Strategy Quality Metrics Improve Out-of-Sample Results
by Michael R. Bryant
When optimizing a trading strategy, achieving good results on the so-called in-sample data on which the strategy is optimized is rarely a problem. You simply keep optimizing until you like the results. However, the ultimate goal is profitable trading, not results that look great in hindsight. The real goal in optimizing a trading strategy or in building a new strategy should be to select parameter values and/or elements of the strategy logic that generalize well to new data. In other words, we want the results we saw on the in-sample data to hold up on data that was not used in the optimization or strategy building process.
This so-called out-of-sample data is typically a recent segment of data that's large enough to provide a sufficiently large sample of trades for validation purposes. Real-time tracking, in which the strategy is tested in real-time using your trading platform's trading simulator, can also provide out-of-sample results. Of course, live trading results are also out-of-sample. Nonetheless, setting aside a segment of data for out-of-sample testing prior to optimization is often preferred as it can take months to test a strategy in real time, depending on how frequently it trades.

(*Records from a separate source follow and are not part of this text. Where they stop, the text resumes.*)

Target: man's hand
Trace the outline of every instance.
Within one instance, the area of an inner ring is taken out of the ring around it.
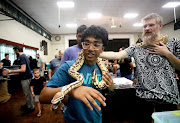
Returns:
[[[103,106],[106,106],[105,97],[97,90],[92,87],[80,86],[73,89],[70,92],[71,96],[81,100],[84,104],[92,111],[93,108],[89,102],[91,102],[96,109],[101,110],[101,107],[96,103],[94,99],[97,99]]]
[[[6,69],[6,68],[4,68],[5,70],[3,71],[3,76],[7,76],[8,74],[9,74],[9,70],[8,69]]]
[[[171,52],[168,50],[164,43],[160,42],[159,44],[160,45],[149,46],[147,48],[147,50],[149,50],[148,52],[151,54],[158,54],[167,57],[167,55],[169,55]]]
[[[111,75],[106,72],[105,74],[103,74],[102,79],[106,82],[106,87],[108,87],[109,90],[112,91],[114,89],[114,83]]]

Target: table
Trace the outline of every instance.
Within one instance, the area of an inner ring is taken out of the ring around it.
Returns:
[[[123,80],[126,79],[123,78]],[[136,90],[131,86],[132,84],[125,85],[121,82],[116,81],[114,91],[105,95],[106,106],[102,107],[103,123],[134,120],[135,106],[133,104],[136,98]]]
[[[152,118],[154,123],[180,123],[180,110],[154,112]]]

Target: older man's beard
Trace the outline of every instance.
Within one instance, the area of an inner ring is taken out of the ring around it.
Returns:
[[[152,32],[152,35],[150,35],[150,36],[145,36],[145,33],[142,34],[143,43],[145,45],[152,45],[153,41],[156,39],[156,37],[158,37],[157,32]]]

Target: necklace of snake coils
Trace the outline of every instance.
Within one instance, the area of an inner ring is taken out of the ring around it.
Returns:
[[[84,54],[83,54],[83,50],[81,50],[78,53],[77,60],[75,61],[75,63],[68,70],[69,74],[73,78],[75,78],[77,81],[63,86],[61,91],[57,92],[54,95],[53,99],[51,100],[51,103],[54,104],[54,107],[55,107],[54,109],[56,109],[58,107],[58,104],[61,102],[61,100],[63,100],[64,96],[67,93],[69,93],[74,88],[77,88],[77,87],[79,87],[79,86],[81,86],[83,84],[84,77],[83,77],[83,75],[81,75],[80,73],[77,72],[81,68],[83,63],[84,63]],[[105,72],[108,72],[108,69],[101,62],[100,58],[97,58],[97,65],[99,66],[102,74],[104,74]],[[94,87],[99,89],[99,90],[105,89],[106,88],[105,81],[103,81],[103,80],[98,81],[96,71],[97,71],[97,68],[93,71],[92,83],[93,83]]]

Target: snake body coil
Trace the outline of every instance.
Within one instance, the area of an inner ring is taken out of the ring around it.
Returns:
[[[53,97],[53,99],[51,100],[52,104],[59,104],[59,102],[61,102],[61,100],[64,98],[64,96],[68,92],[70,92],[72,89],[77,88],[83,84],[84,77],[83,77],[83,75],[81,75],[80,73],[77,72],[83,64],[84,64],[84,54],[83,54],[83,50],[81,50],[78,53],[77,60],[68,70],[69,74],[73,78],[75,78],[77,81],[64,86],[60,92],[57,92],[55,94],[55,96]],[[107,68],[104,66],[104,64],[101,62],[101,60],[99,58],[97,58],[97,64],[98,64],[102,74],[104,74],[105,72],[108,71]],[[97,75],[96,75],[96,70],[97,69],[95,69],[93,71],[92,83],[95,86],[95,88],[97,88],[97,89],[100,89],[100,90],[105,89],[106,88],[105,82],[103,80],[101,80],[100,82],[98,81]]]

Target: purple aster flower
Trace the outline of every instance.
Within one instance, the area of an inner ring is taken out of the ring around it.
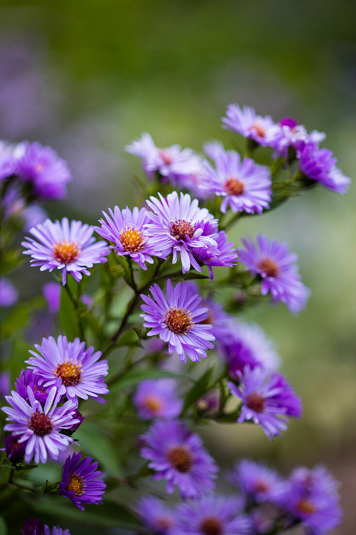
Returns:
[[[331,475],[323,467],[317,467],[309,471],[297,469],[289,480],[284,508],[292,521],[301,522],[308,533],[326,533],[341,521],[337,486]]]
[[[62,496],[68,498],[83,511],[84,505],[103,503],[102,498],[106,485],[98,479],[102,472],[98,470],[97,462],[93,462],[91,457],[81,458],[81,452],[74,453],[66,461],[59,491]]]
[[[68,342],[66,336],[60,334],[57,341],[53,338],[42,338],[41,346],[35,345],[40,353],[30,351],[33,355],[26,364],[41,378],[41,384],[48,388],[59,382],[59,392],[78,403],[77,398],[87,400],[95,398],[105,403],[101,394],[109,394],[104,382],[107,375],[107,360],[99,360],[102,353],[95,351],[92,346],[86,349],[85,342],[75,338]]]
[[[133,398],[140,418],[175,418],[183,403],[176,393],[176,381],[172,379],[142,381]]]
[[[156,472],[152,479],[165,478],[168,494],[176,485],[183,499],[197,498],[213,490],[218,467],[200,437],[182,422],[158,421],[141,439],[141,456]]]
[[[217,235],[214,234],[214,238],[218,245],[217,253],[213,254],[208,249],[198,247],[195,247],[192,251],[192,254],[198,262],[208,266],[211,281],[214,277],[213,267],[225,266],[231,268],[238,260],[238,255],[233,247],[234,243],[232,241],[228,242],[227,234],[225,231],[220,231]]]
[[[216,256],[219,254],[216,238],[218,221],[206,208],[199,208],[197,199],[191,201],[188,193],[169,193],[165,198],[151,197],[146,203],[152,212],[147,214],[151,223],[147,225],[152,243],[167,253],[173,250],[172,263],[175,264],[178,253],[181,255],[183,273],[191,265],[198,271],[202,270],[192,252],[193,248],[206,249]],[[167,254],[169,254],[167,253]]]
[[[256,366],[270,370],[278,368],[280,358],[274,343],[266,338],[259,325],[230,318],[228,328],[219,348],[227,361],[231,377],[238,378],[238,372],[243,371],[246,365],[252,369]]]
[[[300,398],[280,374],[259,366],[251,370],[246,366],[239,377],[238,386],[229,383],[231,394],[242,402],[239,424],[252,419],[272,440],[287,429],[287,416],[301,416]]]
[[[236,463],[228,479],[248,500],[257,503],[271,502],[278,505],[285,490],[284,482],[275,470],[248,459]]]
[[[65,198],[72,175],[66,163],[50,147],[24,141],[15,149],[16,174],[36,198]]]
[[[57,407],[60,394],[56,386],[51,389],[44,406],[35,399],[30,387],[27,387],[29,402],[26,402],[13,390],[6,400],[11,407],[3,407],[8,416],[4,431],[20,435],[19,443],[26,442],[25,461],[29,463],[34,455],[36,464],[47,461],[48,453],[55,460],[60,451],[66,449],[73,439],[64,434],[63,430],[70,429],[79,420],[74,418],[75,404],[68,401],[62,407]]]
[[[28,248],[24,254],[30,255],[31,265],[40,266],[41,271],[61,270],[64,286],[67,273],[79,281],[83,273],[90,274],[88,268],[106,262],[110,253],[106,242],[95,241],[94,231],[93,227],[83,225],[81,221],[72,220],[69,224],[66,217],[61,223],[46,219],[30,229],[30,233],[36,239],[25,238],[27,241],[21,245]]]
[[[268,167],[255,164],[250,158],[241,160],[234,150],[226,151],[219,142],[207,143],[205,153],[215,169],[205,163],[207,186],[223,197],[220,210],[226,213],[229,204],[233,212],[261,213],[269,208],[272,181]]]
[[[24,458],[26,444],[24,442],[19,443],[18,440],[18,437],[11,434],[8,437],[3,437],[2,439],[6,454],[12,462],[17,463]]]
[[[202,297],[189,291],[186,283],[178,282],[174,288],[167,281],[167,297],[158,285],[150,288],[152,297],[141,294],[145,304],[141,316],[144,327],[150,328],[148,336],[158,335],[168,343],[168,351],[176,351],[182,362],[187,356],[194,362],[205,358],[206,350],[214,346],[212,326],[202,322],[208,316],[207,308],[200,306]],[[153,299],[152,299],[153,297]]]
[[[42,286],[42,294],[47,302],[48,311],[50,314],[56,314],[59,310],[60,292],[60,285],[54,281],[46,282]]]
[[[122,211],[118,206],[114,211],[109,208],[110,216],[103,212],[106,221],[99,219],[101,226],[95,227],[95,231],[108,241],[119,256],[129,255],[142,269],[146,270],[145,262],[153,264],[152,256],[166,257],[171,251],[166,251],[152,243],[148,230],[145,225],[150,221],[145,208],[138,210],[135,207],[132,212],[127,207]]]
[[[127,145],[125,150],[142,160],[144,171],[149,178],[159,173],[163,180],[173,185],[179,184],[187,176],[195,174],[201,169],[201,161],[191,149],[182,150],[179,145],[158,149],[149,134]]]
[[[0,278],[0,308],[7,308],[15,304],[19,299],[19,292],[9,279]]]
[[[176,511],[175,535],[249,535],[251,523],[239,512],[239,500],[234,497],[207,496],[183,503]]]
[[[310,291],[298,272],[298,256],[289,252],[287,243],[269,240],[263,234],[257,234],[256,241],[255,245],[251,238],[241,240],[244,248],[237,249],[241,262],[246,270],[262,278],[262,295],[269,292],[274,301],[282,301],[293,313],[299,312]]]
[[[145,527],[154,535],[173,535],[175,515],[161,500],[156,496],[145,496],[137,503],[136,509]]]
[[[337,193],[346,193],[351,181],[336,166],[336,158],[327,149],[306,145],[297,155],[303,174]]]
[[[35,400],[40,403],[45,402],[48,397],[48,389],[41,386],[41,376],[27,368],[26,370],[21,370],[18,379],[15,381],[16,392],[25,401],[29,400],[27,388],[28,386],[33,392]]]
[[[256,115],[253,108],[249,106],[241,109],[238,104],[229,104],[226,117],[222,117],[221,120],[224,123],[223,128],[253,139],[262,147],[273,146],[280,134],[278,125],[269,116]]]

In previous articles, I've discussed different factors that can affect how well a strategy performs out-of-sample (training and selection bias, over-fitting), as well as a method to asses the likelihood of poor out-of-sample performance and various methods to prevent it (monitoring the optimization process, stress testing, multi-market techniques). This article falls into the last category, but instead of proposing changes to the optimization or build process itself, as in the prior articles, this article focuses on something simpler: selecting the metrics used to define the optimization's objective function.
Strategy Quality Metrics
When optimizing the parameter values for a trading strategy or when building a trading strategy using an automated tool like Adaptrade Builder, it's necessary to define what you mean by "optimal". A simple definition would be something like "find the parameter values that maximize net profit". In some cases, this may be sufficient, but it's also possible that metrics other than the most obvious ones, such as net profit, may provide better results. One alternative is what I call "strategy quality" metrics.
What do I mean by a strategy quality metric? Generally speaking, I define strategy quality metrics as measures of strategy performance that have the following properties:
Simple metrics such as net profit, average trade size, and drawdown don't fit these criteria. For the most part, these criteria imply that we want metrics based on ratios and other non-dimensional quantities. While a number of metrics meet these requirements, this article will focus on the metrics shown below in Table 1.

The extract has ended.